In most stores, the most popular food item on the menu is of course the infamous beignet. It is a delicious, square-shaped, piece of fried dough topped off with a mound of powdered sugar. The store is also known for its café au lait, made with dark coffee and chicory. Japan was the first to try out soft drinks, and after their success in the 1980s, soft drinks and iced coffees became a permanent part of the menu (Nation’s Restaurant News). The Japanese franchise has made other additions to the original menu, such as varying types of beignets like cinnamon and ice cream, as well as hot dogs, frozen drinks and seasonal desserts (Morales). In addition to owning and maintaining the cafes, the H.N. Fernandez Inc. also sells its coffee in grocery stores (Bourg).

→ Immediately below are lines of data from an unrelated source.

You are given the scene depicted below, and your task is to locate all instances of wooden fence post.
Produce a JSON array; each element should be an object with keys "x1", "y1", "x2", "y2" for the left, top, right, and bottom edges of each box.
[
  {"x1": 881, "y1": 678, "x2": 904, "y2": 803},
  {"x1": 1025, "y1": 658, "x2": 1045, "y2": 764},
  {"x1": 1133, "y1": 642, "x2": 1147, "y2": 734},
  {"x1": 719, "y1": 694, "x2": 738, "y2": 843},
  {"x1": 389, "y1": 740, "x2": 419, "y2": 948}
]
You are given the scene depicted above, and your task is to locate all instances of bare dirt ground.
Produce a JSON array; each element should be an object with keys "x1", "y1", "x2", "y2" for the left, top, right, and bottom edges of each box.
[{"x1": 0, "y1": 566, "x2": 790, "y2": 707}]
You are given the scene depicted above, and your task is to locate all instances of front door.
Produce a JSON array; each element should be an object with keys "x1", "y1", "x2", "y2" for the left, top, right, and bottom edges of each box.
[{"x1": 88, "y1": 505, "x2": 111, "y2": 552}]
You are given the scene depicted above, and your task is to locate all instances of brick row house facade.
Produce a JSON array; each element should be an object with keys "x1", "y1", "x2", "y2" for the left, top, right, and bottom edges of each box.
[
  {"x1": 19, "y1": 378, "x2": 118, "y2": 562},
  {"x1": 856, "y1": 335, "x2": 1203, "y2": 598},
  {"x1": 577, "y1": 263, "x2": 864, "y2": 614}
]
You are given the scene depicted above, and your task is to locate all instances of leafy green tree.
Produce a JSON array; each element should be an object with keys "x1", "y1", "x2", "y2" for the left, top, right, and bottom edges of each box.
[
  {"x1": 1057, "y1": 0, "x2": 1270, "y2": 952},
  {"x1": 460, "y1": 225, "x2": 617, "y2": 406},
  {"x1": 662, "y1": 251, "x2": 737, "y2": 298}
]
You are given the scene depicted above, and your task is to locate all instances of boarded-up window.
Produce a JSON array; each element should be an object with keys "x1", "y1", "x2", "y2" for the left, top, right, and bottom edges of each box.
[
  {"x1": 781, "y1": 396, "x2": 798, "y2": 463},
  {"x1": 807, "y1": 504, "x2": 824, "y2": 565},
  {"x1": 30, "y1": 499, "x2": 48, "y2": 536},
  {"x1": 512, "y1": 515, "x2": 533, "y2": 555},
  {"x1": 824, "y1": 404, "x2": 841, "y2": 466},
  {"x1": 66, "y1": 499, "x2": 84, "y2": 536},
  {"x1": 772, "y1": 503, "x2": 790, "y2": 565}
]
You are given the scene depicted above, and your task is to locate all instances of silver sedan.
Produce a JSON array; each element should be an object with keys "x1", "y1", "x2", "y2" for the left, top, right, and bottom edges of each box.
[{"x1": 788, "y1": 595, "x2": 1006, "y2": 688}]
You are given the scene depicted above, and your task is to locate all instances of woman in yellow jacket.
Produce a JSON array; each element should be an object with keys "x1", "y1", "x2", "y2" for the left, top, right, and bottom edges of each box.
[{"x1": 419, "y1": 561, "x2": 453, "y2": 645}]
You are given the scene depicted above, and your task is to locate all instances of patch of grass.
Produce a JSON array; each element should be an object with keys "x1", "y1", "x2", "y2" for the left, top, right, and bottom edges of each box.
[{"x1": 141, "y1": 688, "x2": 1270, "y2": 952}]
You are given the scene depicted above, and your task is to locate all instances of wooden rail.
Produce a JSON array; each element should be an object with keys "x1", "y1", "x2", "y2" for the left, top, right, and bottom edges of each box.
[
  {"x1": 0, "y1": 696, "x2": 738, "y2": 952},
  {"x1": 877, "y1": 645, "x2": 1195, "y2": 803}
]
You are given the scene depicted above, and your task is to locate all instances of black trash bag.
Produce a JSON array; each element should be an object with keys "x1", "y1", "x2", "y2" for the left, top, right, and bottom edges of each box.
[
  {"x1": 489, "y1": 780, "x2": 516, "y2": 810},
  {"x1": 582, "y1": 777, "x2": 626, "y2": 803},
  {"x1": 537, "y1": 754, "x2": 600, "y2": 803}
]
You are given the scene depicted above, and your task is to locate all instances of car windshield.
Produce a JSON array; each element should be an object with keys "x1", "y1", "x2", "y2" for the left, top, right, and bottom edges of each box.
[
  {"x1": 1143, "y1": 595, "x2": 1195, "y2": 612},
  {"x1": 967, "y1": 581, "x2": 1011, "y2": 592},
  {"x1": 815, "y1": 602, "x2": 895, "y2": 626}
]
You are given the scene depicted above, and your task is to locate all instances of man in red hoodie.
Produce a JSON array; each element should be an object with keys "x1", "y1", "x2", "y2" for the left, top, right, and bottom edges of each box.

Only a select few instances have forced Café du Monde to close. In 2001, the Times-Picayune reported that a fire broke out in the kitchen and caused only minor damage to the building. Before being evacuated by firefighters, the staff was able to grab some of the old pictures and posters from the walls. The blaze forced the coffee shop to close for almost a week (Pompilio, Natalie . “Blaze at Cafe du Monde disrupts life in the Quarter – Damage to building closes landmark 5 days .” Times-Picayune. (2001): n. page. Web. 26 Oct. 2011).  Further, Café du Monde was forced to close for a full seven weeks in 2005 due to the disastrous Hurricane Katrina. According to, the hurricane knocked out both the building’s power and water, as well as relocated many of the staff members. The owners took advantage of the forced closing and used the time to install new kitchen appliances and clean the place up (“Beignets Are Back!”. New Orleans French Quarter. N.p., 13 october 2005. Web. 27 Nov 2011.